I hadn't even thought of low-sodium alternatives for flavoring food, so again, it's something that I plan to research. I plan to experiment with all of your suggestions and tell you which ones I like best.

Is it okay to use stock in your steamer instead of water? Just a thought....

BrokenAnkle
01-04-2010, 02:56 AM
Arrgh! I just dropped my apple crumble, hot out of the oven. Broke my favorite casserole dish and I was looking forward to the apple crumble all day. On the bright side I could have scalded my feet when it fall, but the boiling hot mass just missed them.

asdf334
01-04-2010, 06:03 AM
So I made the cake last night.. the mixer is fricken amazing! Even my boyfriend was amazed! Love the fact that I don't have to spend the whole time it's mixing scraping the sides of the bowl.

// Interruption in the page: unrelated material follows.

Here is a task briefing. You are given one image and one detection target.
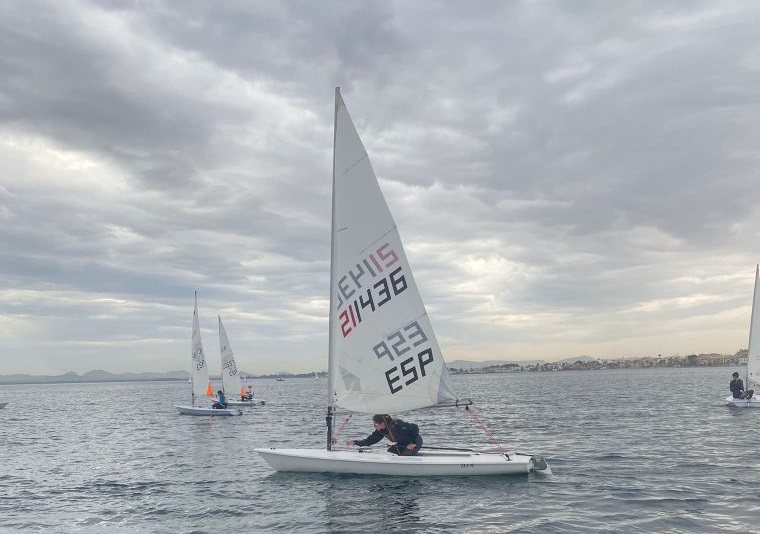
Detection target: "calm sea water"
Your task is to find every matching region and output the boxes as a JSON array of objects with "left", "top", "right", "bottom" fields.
[{"left": 0, "top": 368, "right": 760, "bottom": 534}]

Just want to make sure that you're aware-

You still DO have to scrape down the sides of the bowl. I've only used a stand mixer a couple times, but I tend to find that the bottom of the bowl tends to get neglected the most by the paddle/whisk/etc. Definitely stop a few times in the process, scrape down the sides of the bowl, and the bottom and stir with a rubber spatula or wooden spoon.



The unfortunate part is that it doesn't magically make me a good baker :lol: I made just a boxed mix cake and for some reason the top of it rose like crazy and the edges cooked faster than the middle did so they burned slightly. What's the deal? I know my oven is off a bit temperature wise so I adjusted that.. maybe not enough? Did I put too much in the pan? I only filled it half full.

From my experience, unless you're using an oven thermometer to measure the temperature of your oven, I would change baking times before turning the temperature setting up or down. If you're oven tends to run hot, start checking whatever you might be baking for done-ness 5-10 minutes before the minimum recommended baking time in the recipe. Check every 5 minutes, and maybe even less than that if it looks close, but not quite. I know it seems like a hassle, but I've definitely had things get overbaked when I'm not as careful with the time.

Filling halfway is fine. As long as you don't go more than 2/3 you should be okay from my experience.

Interesting your observation about cupcakes. I always get better results making cupcakes than when using round pans too! I haven't figured out why either!